Altought Information Theooy is concerned with representing data in a compact fashiona and transmitting it in a robust manner, it has a lot to do with probability, so we introduce a few of it's most useful concepts
The entropy of a random variable $X$ is given by:
$$\mathbb{H}(X) = -\sum_{k=1}^{K} p(k) \log p(k)$$measured in bits if we use log base 2 and in nats if we use log base $e$. This measures the amount of incentainty we have about random variable $X$.

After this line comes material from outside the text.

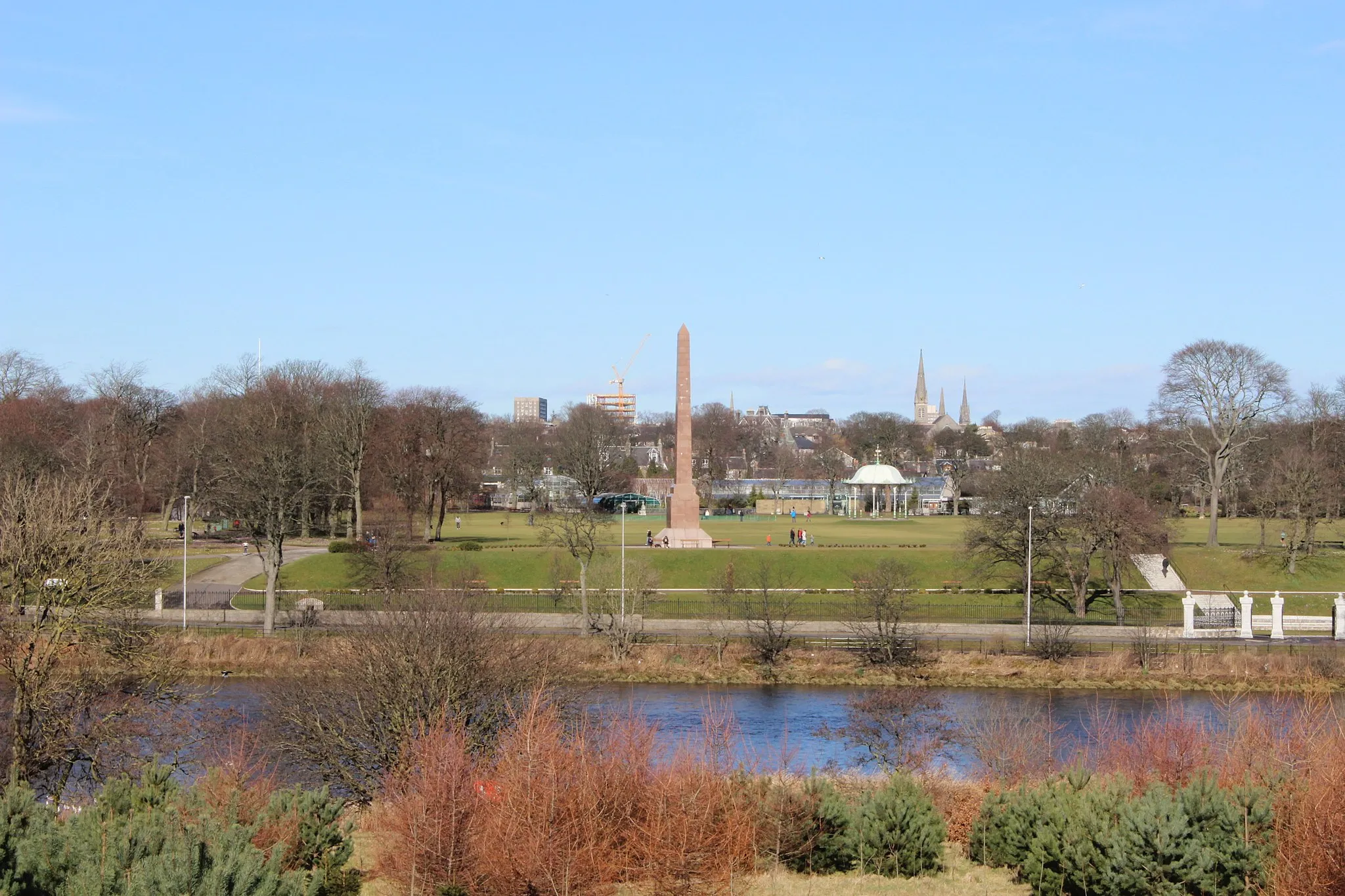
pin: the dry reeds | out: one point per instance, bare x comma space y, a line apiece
562, 811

A way to measure the similarity between two distributions $p$ and $q$ is to use the KL-Divergence (or relative entropy) defined as follows:
$$\mathbb{KL}[p\|q] = \sum_{k=1}^{K} p_k \log \frac{p_k}{q_k} = - \mathbb{H}(p) + \mathbb{H}(p,q)$$Where $\mathbb{H}(p,q) = - \sum_k p_k \log q_k$ is the cross entropy, that can be interpreted as the average number of bits needed to encode data coming from a source with distribution $p$ when we use a model $q$ to define our codebook. Therefore the KL-divergence can be interpreted as the extra information needed to encode the data, due to the use of distribution $q$ instead of $p$. The KL-Divergence is zero only if $p=q$ and is always positive.

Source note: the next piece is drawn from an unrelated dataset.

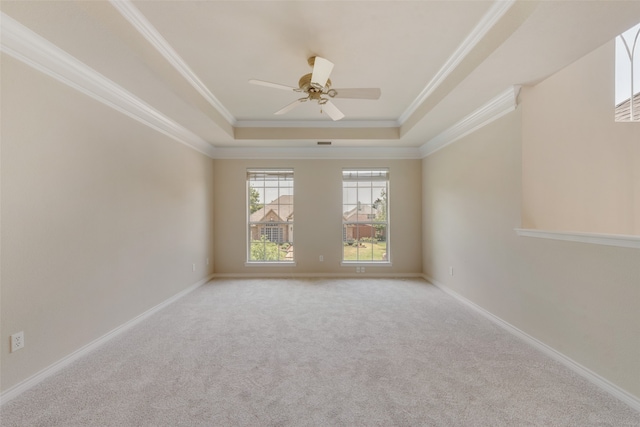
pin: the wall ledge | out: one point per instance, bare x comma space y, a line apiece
620, 240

To measure how much knowing a random variable $X$ tells you about another one $Y$ we could use the correlation or coovariance, but it only works for real valued random variables and only captures linear relations. A more general approach is to use the mutual information:
$$I(X;Y) = \mathbb{KL}[P(X,Y)\|P(X)P(Y)]$$that is zero if the variables are independent. This can be read as:
$$I(X;Y) = \mathbb{H}(X) - \mathbb{H}(X|Y)$$where $\mathbb{H}(X|Y) = \sum_y p(y) \mathbb{H}(X|Y=y)$ is the conditional entropy. This way we can interpret the MI as the reduction of uncertainty about X after knowing about $Y$. For continuous random variables, one can use the generalization of the MI called MIC (maximal information coefficient).